Louisa Noble, group sustainability director for consultancy Sedgwick Richardson, said she recently met a sustainability team that seemed “a bit defeated”, because they were spending so much of their time focused on the requirements of ratings agencies, client requests and reporting standards. Creating “real-world impact” was beyond them. “It seems like they could always be guilt-tripped into doing more – people in sustainability are naturally ‘do-gooders’ – but they need more support,” she says.

Beating burnout

Sustainability is still a nascent function. Defining the CSO role is a work in progress. But there are ways of making the job more manageable. 

The convergence of sustainability reporting frameworks – the most commonly used global standards have promised to work closer together – will lighten the reporting load for CSOs. This consolidation cannot come soon enough. According to one CSO, ESG reporting season, which can last for three months to half the year, with an intense flurry before it is published, “sucks the life out of you.” Artificial Intelligence could soon help CSOs who dread reporting season, although one sustainability head noted that AI will be of limited help, as most ESG data is buried in silos of the company and not published online. 

There are traits that CSOs need to survive. “The job requires resilience, patience and pragmatism,” says Anita Neville, who has worked for eight years as a sustainability head at the same company. “The job is a marathon, not a sprint. We’re being asked to sprint a marathon. But we can’t go fast on everything all of the time – it’s just not possible. We have to be prepared to make tradeoffs – and that’s hard when we know that everything in sustainability is important and must get done.”

Being clear about where the priorities lie will help to galvanise support internally, Neville says. “You need to be an advocate, a cheerleader and a nag. Occasionally, you need to be manipulative – to move people into the direction that you want,” she says, adding that heat from non-governmental organisations and civil society can be used to a CSO’s advantage.
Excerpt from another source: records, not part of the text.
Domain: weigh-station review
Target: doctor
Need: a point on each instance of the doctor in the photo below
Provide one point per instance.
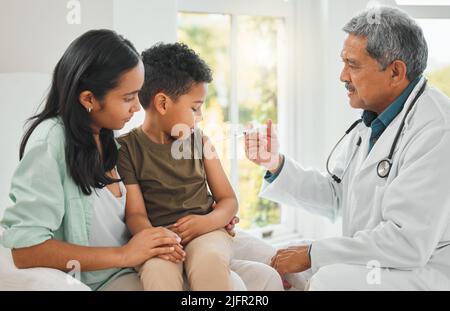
(391, 184)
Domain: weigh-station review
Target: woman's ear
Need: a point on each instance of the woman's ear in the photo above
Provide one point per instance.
(87, 100)
(399, 72)
(161, 103)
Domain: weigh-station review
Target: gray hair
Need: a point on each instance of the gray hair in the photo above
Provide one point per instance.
(391, 35)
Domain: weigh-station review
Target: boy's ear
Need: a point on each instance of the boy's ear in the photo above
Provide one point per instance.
(161, 103)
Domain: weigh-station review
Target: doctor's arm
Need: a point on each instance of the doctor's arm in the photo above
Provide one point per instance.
(415, 213)
(287, 182)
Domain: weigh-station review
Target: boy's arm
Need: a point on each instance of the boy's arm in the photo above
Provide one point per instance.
(135, 212)
(226, 201)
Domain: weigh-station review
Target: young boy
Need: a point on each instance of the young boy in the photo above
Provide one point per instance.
(169, 188)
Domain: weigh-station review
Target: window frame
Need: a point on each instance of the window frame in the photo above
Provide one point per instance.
(271, 8)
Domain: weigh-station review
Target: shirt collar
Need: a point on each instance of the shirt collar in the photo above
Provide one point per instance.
(393, 109)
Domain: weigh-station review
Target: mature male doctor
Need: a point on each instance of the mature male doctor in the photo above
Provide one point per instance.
(391, 182)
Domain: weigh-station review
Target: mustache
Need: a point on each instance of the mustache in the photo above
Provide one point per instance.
(349, 87)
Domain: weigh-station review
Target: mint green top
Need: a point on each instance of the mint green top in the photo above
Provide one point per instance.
(47, 204)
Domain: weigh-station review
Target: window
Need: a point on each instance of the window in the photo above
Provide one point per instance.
(438, 70)
(423, 2)
(244, 53)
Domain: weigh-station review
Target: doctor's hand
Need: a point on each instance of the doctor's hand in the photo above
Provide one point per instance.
(291, 260)
(262, 147)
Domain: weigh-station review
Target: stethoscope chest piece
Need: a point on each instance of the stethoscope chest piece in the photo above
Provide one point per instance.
(384, 168)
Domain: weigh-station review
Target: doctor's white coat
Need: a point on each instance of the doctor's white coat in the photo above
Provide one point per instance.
(403, 221)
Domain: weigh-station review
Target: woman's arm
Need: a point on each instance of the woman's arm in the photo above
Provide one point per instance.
(57, 254)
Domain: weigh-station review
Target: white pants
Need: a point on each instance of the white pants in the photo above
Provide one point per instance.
(245, 275)
(343, 277)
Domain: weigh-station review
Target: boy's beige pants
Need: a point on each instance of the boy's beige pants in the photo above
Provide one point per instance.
(207, 266)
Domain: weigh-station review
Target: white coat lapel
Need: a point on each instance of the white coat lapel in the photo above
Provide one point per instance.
(383, 146)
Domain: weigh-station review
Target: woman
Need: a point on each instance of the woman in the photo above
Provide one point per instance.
(68, 201)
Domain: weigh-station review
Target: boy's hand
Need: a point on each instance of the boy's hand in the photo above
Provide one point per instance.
(190, 227)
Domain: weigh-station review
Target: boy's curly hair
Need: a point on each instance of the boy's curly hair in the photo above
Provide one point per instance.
(172, 69)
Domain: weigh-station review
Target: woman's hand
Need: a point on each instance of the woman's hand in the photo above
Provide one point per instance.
(190, 227)
(230, 226)
(290, 260)
(176, 257)
(147, 244)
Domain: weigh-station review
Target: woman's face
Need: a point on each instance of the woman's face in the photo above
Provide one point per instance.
(119, 104)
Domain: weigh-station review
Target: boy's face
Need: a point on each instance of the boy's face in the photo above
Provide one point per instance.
(186, 110)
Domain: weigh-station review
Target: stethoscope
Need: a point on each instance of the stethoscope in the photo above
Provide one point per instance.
(384, 166)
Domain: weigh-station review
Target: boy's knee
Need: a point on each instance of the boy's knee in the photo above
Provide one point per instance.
(159, 274)
(155, 267)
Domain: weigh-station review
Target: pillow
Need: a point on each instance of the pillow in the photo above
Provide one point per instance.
(42, 279)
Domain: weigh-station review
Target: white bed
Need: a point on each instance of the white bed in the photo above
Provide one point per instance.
(247, 247)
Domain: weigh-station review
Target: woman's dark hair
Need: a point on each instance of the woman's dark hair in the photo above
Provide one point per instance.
(95, 62)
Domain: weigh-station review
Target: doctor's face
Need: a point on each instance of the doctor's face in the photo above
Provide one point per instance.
(367, 84)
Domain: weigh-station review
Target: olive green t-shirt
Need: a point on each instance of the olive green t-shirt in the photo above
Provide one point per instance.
(172, 187)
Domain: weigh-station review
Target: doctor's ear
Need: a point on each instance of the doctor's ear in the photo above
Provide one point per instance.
(88, 101)
(398, 72)
(161, 103)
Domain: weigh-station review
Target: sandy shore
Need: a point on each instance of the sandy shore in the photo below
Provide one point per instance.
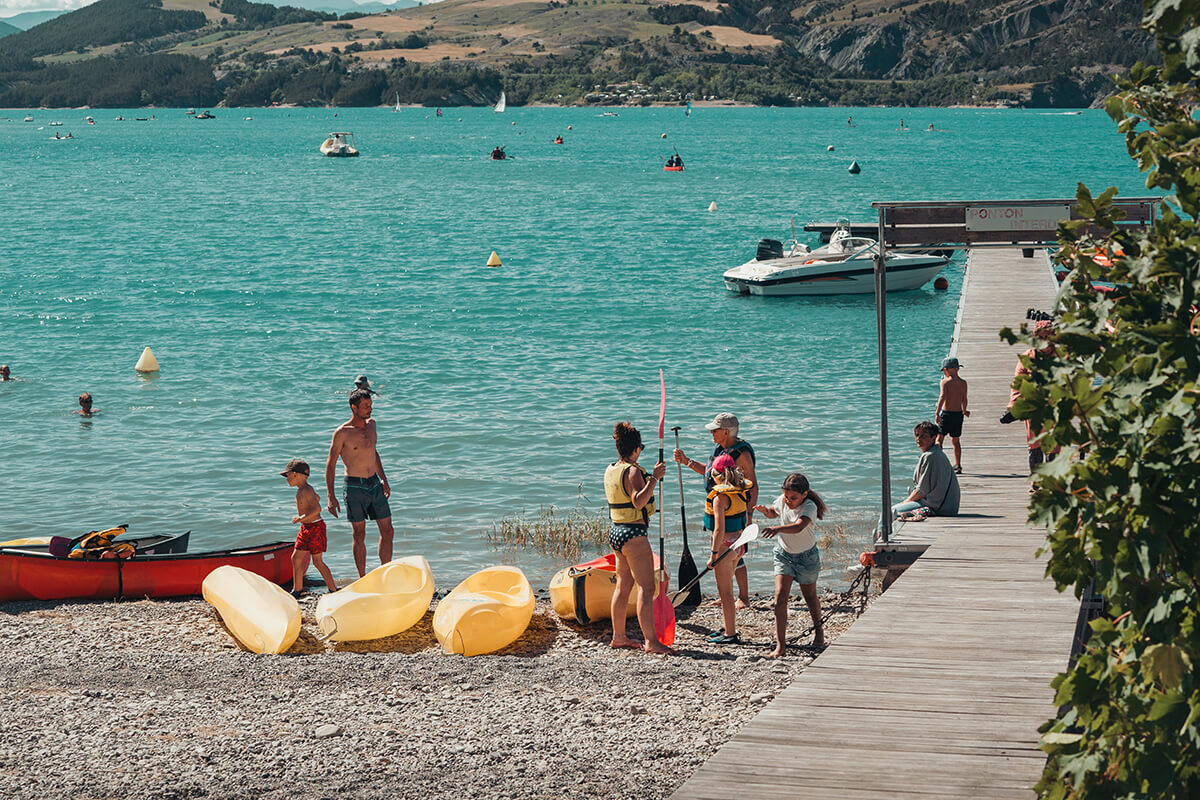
(155, 699)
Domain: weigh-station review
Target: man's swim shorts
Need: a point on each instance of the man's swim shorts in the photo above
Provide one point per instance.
(365, 499)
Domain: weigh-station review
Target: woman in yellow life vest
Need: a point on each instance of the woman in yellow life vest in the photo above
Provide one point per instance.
(630, 492)
(726, 506)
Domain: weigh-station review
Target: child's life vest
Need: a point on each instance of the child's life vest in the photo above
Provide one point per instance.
(736, 515)
(621, 505)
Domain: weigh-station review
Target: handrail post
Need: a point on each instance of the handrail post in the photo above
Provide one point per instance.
(881, 320)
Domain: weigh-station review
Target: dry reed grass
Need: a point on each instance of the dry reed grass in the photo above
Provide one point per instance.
(553, 531)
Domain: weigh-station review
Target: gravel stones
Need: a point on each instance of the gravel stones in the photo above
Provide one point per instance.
(155, 699)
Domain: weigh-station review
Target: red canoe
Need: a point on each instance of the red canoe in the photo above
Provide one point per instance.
(27, 575)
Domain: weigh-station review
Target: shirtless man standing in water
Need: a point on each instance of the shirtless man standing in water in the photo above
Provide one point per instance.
(366, 486)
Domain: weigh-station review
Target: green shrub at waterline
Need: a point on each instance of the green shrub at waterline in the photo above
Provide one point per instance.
(552, 531)
(1121, 504)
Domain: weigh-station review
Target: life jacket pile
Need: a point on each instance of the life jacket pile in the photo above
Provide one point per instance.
(100, 545)
(621, 505)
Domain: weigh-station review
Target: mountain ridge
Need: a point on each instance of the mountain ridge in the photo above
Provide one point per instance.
(772, 52)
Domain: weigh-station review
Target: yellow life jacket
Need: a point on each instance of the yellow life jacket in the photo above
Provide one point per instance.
(736, 515)
(621, 505)
(100, 545)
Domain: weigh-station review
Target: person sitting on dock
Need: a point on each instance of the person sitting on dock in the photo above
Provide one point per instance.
(935, 485)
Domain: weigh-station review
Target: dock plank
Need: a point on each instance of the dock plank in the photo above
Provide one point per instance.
(939, 689)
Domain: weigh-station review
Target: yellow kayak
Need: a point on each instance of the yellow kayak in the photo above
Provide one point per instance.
(583, 591)
(484, 613)
(259, 614)
(385, 601)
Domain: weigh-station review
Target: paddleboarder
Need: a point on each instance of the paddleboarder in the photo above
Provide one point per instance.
(630, 493)
(366, 486)
(724, 428)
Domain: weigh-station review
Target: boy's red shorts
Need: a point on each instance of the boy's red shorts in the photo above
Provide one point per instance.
(312, 536)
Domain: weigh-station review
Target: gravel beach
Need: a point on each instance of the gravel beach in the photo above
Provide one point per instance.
(155, 699)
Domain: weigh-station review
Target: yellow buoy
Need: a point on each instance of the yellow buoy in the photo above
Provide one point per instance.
(147, 362)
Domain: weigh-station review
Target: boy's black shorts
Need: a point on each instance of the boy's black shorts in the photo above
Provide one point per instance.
(951, 423)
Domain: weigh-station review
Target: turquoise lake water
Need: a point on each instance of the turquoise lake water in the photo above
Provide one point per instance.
(265, 277)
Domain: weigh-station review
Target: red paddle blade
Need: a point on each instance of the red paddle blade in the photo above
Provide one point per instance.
(663, 405)
(664, 613)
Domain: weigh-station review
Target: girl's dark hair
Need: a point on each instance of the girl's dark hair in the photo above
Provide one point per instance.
(628, 439)
(797, 482)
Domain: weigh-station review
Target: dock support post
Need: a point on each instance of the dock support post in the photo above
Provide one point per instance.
(881, 320)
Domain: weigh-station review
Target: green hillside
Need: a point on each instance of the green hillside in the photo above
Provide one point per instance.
(606, 52)
(107, 22)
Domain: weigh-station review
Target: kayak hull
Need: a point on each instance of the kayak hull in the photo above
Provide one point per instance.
(40, 576)
(261, 615)
(387, 601)
(583, 591)
(486, 612)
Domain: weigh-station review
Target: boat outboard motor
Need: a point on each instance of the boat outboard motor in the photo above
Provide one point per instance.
(769, 248)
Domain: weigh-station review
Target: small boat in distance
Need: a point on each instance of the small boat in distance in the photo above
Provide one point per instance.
(339, 145)
(846, 265)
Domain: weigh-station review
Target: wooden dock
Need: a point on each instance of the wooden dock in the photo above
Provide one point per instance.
(939, 689)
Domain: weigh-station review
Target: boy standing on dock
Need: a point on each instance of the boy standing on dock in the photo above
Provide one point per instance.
(311, 540)
(952, 409)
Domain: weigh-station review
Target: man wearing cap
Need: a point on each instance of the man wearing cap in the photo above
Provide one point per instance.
(366, 486)
(952, 408)
(724, 428)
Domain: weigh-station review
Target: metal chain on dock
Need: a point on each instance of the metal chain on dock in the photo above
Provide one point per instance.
(862, 579)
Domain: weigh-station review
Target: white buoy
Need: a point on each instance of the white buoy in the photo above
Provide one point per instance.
(147, 362)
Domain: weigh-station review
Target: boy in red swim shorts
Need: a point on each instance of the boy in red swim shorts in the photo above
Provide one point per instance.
(311, 540)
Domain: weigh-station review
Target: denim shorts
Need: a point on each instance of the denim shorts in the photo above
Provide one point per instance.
(803, 566)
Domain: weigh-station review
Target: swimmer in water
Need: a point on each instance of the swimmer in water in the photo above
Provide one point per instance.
(85, 408)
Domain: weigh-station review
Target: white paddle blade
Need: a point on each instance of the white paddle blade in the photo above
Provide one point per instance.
(748, 535)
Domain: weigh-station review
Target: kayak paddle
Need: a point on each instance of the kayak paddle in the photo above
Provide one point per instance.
(748, 535)
(687, 564)
(664, 612)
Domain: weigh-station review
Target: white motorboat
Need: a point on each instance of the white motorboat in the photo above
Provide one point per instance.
(846, 265)
(339, 145)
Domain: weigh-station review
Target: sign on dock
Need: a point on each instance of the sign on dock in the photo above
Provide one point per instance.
(1015, 217)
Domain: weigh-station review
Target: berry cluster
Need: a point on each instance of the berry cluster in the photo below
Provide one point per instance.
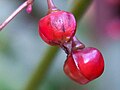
(83, 64)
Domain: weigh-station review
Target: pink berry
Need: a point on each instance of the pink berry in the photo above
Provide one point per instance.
(57, 27)
(84, 65)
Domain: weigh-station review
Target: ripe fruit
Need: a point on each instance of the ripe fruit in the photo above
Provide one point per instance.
(84, 65)
(57, 27)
Sustainability leaders tend to be passionate about their work, and that makes it hard to compromise. But CSOs have to accept that there will be trade-offs and “celebrate the little wins,” says the Hong Kong head of sustainability at a transport firm.

Building a peer network is critical. “The job gets slightly smaller once you leave the office and realise that you are not alone and share the same problems,” says the Hong Kong CSO of a real estate firm. “We get together regularly. We suffer together, we laugh together.”

Making time for self-care is also vital. Almost every CSO Eco-Business spoke to said they exercise before work. Some practice mindfulness exercises. “You need to learn to separate what you can control from what you can’t,” says the CSO of a Singapore finance firm.